As we approach the end of 2014 and prepare to bring in a new year of hope, aspirations, good fortune and most importantly good health! It seems like an age old tradition of formulating our New Year’s resolutions. Well in 2015 I just have one New Years resolution – to visit my loved ones who are in a nursing home more often! A very simple resolution and something I think all of us who know someone in a nursing home can do more of.
Nursing homes can be intimidating places: the sites, the sounds, the building full of strangers. I loved my grandmother dearly and wanted to visit her, but entering the nursing home felt uncomfortable.
If you have a loved one who is staying in a nursing home for any length of time, here are a few tips to consider and to share with your family members:
- Just do it! – I went into labor when I was just 28 weeks pregnant with my second daughter. I was supposed to stay on bed rest in the hospital for nine weeks. After just two weeks, I started to mentally shut down. That taught me the greatest lesson about visiting elderly loved ones: do it! No excuses, no regrets. Regardless of the situation, it is downright challenging to stay in the same building for longer than three days (much less three weeks, three months, or even three years). It feels like time stops and the only connection to the world is the pitiful porthole of the television. Studies have shown that visitors can be a great help in the healing of a patient.

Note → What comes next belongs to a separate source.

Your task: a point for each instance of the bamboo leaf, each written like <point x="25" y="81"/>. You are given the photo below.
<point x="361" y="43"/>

Nothing can take the place of a loved one.
- Keep it short – When I visited my grandmother in a nursing home, I wanted to make it count. I would plan to stay for about an hour since I lived over an hour away. Unfortunately, my grandmother would get tired after about half an hour. This may sound bad, but there was great shopping near her facility. I would make the drive with my sisters, we would visit for half an hour, then we would have lunch and hit the mall. It made for a great day and something we did more often since we all went together.

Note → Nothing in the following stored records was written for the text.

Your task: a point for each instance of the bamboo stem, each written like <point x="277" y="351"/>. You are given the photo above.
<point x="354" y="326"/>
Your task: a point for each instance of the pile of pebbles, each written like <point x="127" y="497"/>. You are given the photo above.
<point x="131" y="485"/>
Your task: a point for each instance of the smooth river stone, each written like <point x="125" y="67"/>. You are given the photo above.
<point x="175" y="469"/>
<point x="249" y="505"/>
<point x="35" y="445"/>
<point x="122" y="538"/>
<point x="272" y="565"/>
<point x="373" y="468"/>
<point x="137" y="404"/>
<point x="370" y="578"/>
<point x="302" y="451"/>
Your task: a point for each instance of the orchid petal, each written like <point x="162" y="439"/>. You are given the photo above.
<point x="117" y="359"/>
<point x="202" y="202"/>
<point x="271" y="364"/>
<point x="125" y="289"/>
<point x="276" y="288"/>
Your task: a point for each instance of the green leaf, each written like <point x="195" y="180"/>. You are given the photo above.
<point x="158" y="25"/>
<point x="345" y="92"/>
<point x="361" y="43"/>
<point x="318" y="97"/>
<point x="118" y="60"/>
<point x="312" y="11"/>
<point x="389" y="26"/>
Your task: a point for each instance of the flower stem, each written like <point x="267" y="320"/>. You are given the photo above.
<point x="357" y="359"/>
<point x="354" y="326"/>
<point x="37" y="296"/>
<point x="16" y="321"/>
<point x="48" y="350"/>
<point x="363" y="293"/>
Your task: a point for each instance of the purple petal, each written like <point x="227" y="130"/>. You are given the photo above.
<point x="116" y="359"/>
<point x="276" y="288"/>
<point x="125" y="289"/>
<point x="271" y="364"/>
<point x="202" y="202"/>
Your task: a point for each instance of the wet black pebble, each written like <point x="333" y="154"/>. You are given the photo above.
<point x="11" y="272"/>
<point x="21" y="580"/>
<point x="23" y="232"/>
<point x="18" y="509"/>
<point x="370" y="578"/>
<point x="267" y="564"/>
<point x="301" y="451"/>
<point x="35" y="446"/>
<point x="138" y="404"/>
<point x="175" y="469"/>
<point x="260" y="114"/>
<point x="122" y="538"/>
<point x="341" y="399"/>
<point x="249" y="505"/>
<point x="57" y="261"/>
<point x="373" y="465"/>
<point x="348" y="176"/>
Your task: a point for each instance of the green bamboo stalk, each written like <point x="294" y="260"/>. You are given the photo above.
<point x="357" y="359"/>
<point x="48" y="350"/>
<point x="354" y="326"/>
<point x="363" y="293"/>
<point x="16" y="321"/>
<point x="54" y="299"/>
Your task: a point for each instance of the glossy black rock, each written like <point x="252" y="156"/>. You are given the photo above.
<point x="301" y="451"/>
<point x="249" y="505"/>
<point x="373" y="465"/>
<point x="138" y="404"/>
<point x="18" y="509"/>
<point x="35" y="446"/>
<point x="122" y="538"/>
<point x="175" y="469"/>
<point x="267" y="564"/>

- Dementia Patients – My grandmother did not have dementia, but my grandfather did. I don’t know if there is anything harder than visiting a loved one and not having them recognize who you are. We would try to have a conversation and there would be awkward lulls and things wouldn’t make sense. He would then revert to talking in Greek and I would be really lost. I had to learn to let go and just smile, nod, and hold his hand. He may not remember who I am, but he knew that he was loved.

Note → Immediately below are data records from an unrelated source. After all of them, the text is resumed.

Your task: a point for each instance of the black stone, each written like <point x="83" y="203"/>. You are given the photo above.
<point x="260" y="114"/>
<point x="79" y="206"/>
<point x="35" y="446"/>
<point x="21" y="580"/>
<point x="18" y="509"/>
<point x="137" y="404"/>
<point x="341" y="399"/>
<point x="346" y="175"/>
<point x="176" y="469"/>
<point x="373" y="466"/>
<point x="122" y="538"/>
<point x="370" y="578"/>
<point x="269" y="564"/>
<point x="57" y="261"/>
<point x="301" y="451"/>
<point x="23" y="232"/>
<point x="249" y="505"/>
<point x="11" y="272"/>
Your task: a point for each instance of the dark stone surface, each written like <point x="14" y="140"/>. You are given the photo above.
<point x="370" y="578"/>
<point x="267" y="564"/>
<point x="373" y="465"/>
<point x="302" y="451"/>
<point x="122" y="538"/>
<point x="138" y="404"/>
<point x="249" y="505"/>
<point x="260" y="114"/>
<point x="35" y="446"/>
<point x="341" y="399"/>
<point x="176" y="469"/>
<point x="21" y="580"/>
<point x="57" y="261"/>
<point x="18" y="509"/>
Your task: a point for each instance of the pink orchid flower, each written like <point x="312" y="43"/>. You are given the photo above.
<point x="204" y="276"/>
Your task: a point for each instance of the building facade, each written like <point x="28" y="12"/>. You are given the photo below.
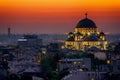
<point x="85" y="36"/>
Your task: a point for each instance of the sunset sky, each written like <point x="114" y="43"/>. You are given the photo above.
<point x="57" y="16"/>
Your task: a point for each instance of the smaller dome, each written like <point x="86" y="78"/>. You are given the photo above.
<point x="91" y="38"/>
<point x="102" y="34"/>
<point x="70" y="39"/>
<point x="78" y="34"/>
<point x="70" y="33"/>
<point x="86" y="23"/>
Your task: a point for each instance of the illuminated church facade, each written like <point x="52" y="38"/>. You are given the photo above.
<point x="86" y="36"/>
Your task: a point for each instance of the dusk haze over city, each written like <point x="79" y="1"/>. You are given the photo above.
<point x="57" y="16"/>
<point x="59" y="39"/>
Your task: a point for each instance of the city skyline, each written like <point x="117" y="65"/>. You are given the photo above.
<point x="57" y="16"/>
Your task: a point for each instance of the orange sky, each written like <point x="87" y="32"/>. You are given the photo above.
<point x="57" y="16"/>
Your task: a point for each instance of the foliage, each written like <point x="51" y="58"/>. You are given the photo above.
<point x="49" y="66"/>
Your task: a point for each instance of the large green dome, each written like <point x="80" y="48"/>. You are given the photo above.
<point x="86" y="23"/>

- No Pressure – As I mentioned earlier, I would visit my grandmother with my sisters. The good thing is that we would never run out of things to talk about. If my grandmother wanted to say something, we loved to listen. If she was too tired to talk or was having a difficult day, she could just relax and enjoy our company. It took away the pressure of her trying to entertain us and it gave us accountability to go and visit her.
- Listen – Some days my grandma was hilarious and would talk about strippers at a bridal shower. Other days she was morose pondering the regrets she had in her life. I realized that my job was just to listen. One of the hardest days was towards the end of her life. There were several of us visiting that day and she wanted to share her final wishes and how she wanted her funeral planned. My uncle wouldn’t let her speak. He kept saying, “Don’t think like that. Don’t talk like that. You’re going to get out of here!” I could just see the frustration in her eyes. She had made peace with her life and wanted to share her thoughts. We just needed to listen.
Many of the patients in nursing homes are there for short amounts of time, but visitors are still crucial to their physical, emotional, and mental well-being. A few minutes out of your day can make theirs!